On Tue, Apr 21, 2009 at 11:50 AM, Csaba Nagy <nagy@ecircle-ag.com> wrote:
> On Tue, 2009-04-21 at 11:43 -0400, Robert Haas wrote:
>> This doesn't sound like a very good idea, because the planner cannot
>> then rely on the overflow table not containing tuples that ought to be
>> within some other partition.
>>
>> The big win that is associated with table partitioning is using
>> constraint exclusion to avoid unnecessary partitions scans.
>
> Well it could always check 2 partitions: the overflow and the one
> selected by the constraint exclusion.
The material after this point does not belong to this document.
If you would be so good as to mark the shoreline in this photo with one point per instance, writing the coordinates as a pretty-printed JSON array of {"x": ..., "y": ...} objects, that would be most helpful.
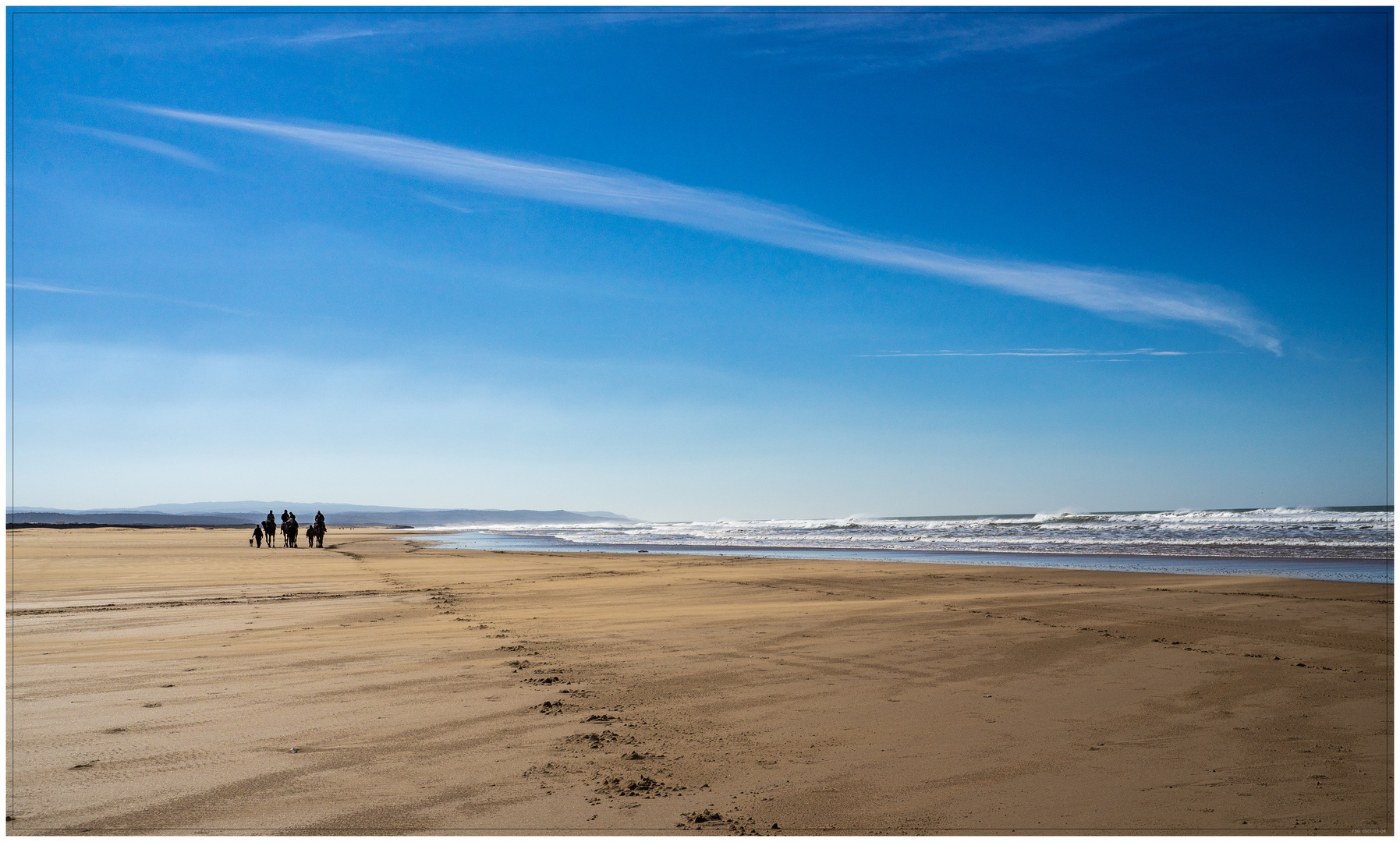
[
  {"x": 161, "y": 677},
  {"x": 1373, "y": 570}
]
If the overflow is kept empty by
> properly setting up the partitions so that all insertions always go to
> one of the active partitions, that would be cheap enough too while still
> providing a way to catch unexpected data. Then when a new partition is
> defined, there's no need to shuffle around data immediately, but there
> could be a maintenance command to clean up the overflow... not to
> mention that you could define a trigger to create the new partition once
> you get something in the overflow (how cool would that be if it would
> work ?).
Sure, you could do it that way. But it will cause problems for people
who want to have a million rows in each of 100 partitions, and another
million rows in the overflow partition. Now all operations that can
be done on a single partition must scan 2 million rows instead of 1
million, just on the off chance that someone executed a DDL command
and didn't clean up after themselves.